There are so many amazing picture books coming out this fall, and I wanted to highlight five that capture that “first day” experience of seeing something from a new perspective or making connections despite a variety of hurdles:
Adrian Simcox Does Not Have a Horse (ages 4–8) is one of those books I’m going to be pressing into the hands of everyone I know for the foreseeable future. Chloe’s classmate Adrian talks endlessly of his amazing horse, and Chloe, who knows he’s lying, has had enough of it. When she lashes out, her mom wisely takes her for a walk that teaches her far more about empathy than any scolding could. Pen and ink illustrations by Corinna Luyken (The Book of Mistakes) lend lightness and delicacy.
All Are Welcome (ages 4–8) celebrates the bright energy of a diverse community as students from widely varying backgrounds go through their day–together. The text could be a direct descendant from the legacy of Fred Rogers: “No matter how you start your day. / What you wear when you play. / Or if you come from far away. / All are welcome here.” And the bold figures against a white backdrop offer a message of vibrant multiculturalism. As the children—some of whom are differently abled or wearing a hijab—interact, all differences fall away and the book’s overarching theme becomes one of appreciation and inclusion.
It’s no secret I’m a sucker for a good dog book and Good Rosie (ages 5–8), by Kate DiCamillo, does not disappoint. When Rosie feels lonely “in an empty-silver-bowl sort of way,” her owner George takes her to the dog park. At first Rosie doesn’t take to the other dogs, especially tiny, high-strung Fifi or big, drooly Maurice. But when conflict breaks out and the peace of the dog park is threatened, Rosie learns to overcome her shyness and new friendships are formed. This picture book/graphic novel/easy reader hybrid is perfect for those kids who might be a little nervous about the first day of school and making new friends.
Dreamers (ages 4–8) depicts, in gorgeous colors and Mexican motifs, the journey of a young mother and her son as they settle in the United States. As mother and son explore San Francisco, they figure out the rules of their new home. Public fountains, for instance, are not for playing in, and public libraries are vast wonderlands where you can borrow almost anything. As they learn to live in two cultures, they discover how to bring forth their own unique gifts. Inspired by author and illustrator Yuyi Morales’s own journey from Mexico to the United States in 1994, this is a vivid and timely story of hope, creativity, and contribution. It is also available in Spanish with the title Sonadores.

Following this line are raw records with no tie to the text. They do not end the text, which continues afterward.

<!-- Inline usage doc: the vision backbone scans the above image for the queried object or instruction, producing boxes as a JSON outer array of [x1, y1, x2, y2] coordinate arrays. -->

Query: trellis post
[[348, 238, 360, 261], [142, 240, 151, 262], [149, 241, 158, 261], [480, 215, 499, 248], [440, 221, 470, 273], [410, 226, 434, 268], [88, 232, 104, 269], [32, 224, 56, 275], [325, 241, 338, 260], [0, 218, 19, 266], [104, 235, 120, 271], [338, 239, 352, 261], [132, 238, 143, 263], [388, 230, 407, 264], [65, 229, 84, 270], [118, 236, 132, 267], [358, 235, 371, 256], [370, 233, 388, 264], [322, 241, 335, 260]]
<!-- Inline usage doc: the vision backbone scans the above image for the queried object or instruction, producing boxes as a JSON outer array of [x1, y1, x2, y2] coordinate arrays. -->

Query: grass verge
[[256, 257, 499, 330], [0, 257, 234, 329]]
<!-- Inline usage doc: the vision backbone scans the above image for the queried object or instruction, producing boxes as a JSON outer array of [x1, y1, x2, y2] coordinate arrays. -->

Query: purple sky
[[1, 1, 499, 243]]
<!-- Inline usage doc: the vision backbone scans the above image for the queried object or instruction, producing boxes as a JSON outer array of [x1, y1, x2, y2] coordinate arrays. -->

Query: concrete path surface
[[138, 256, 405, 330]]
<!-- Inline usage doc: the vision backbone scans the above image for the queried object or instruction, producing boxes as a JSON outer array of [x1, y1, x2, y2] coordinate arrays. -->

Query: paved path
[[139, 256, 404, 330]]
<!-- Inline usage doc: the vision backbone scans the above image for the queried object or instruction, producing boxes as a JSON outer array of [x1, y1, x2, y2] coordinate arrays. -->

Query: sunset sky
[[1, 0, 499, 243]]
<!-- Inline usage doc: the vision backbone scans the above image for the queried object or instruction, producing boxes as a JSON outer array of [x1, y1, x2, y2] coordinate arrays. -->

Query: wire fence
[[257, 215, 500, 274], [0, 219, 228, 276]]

An intrepid orange tabby demonstrates the concept of mapping in Mapping Sam (ages 4–8). Once her family is safely asleep, Sam sets out to explore her neighborhood. As Sam goes from one spot to the next, readers are introduced to not only basic map-reading skills but different kinds of visual pathfinders, including blueprints, constellation charts, and even anatomical diagrams. Author Joyce Hesselbreth introduces new cartography concepts, such as what a “compass rose” is and how to orient oneself using familiar landmarks, and does so in a fascinatingly relational way. This is essential reading for a generation of kids being raised with GPS and Siri.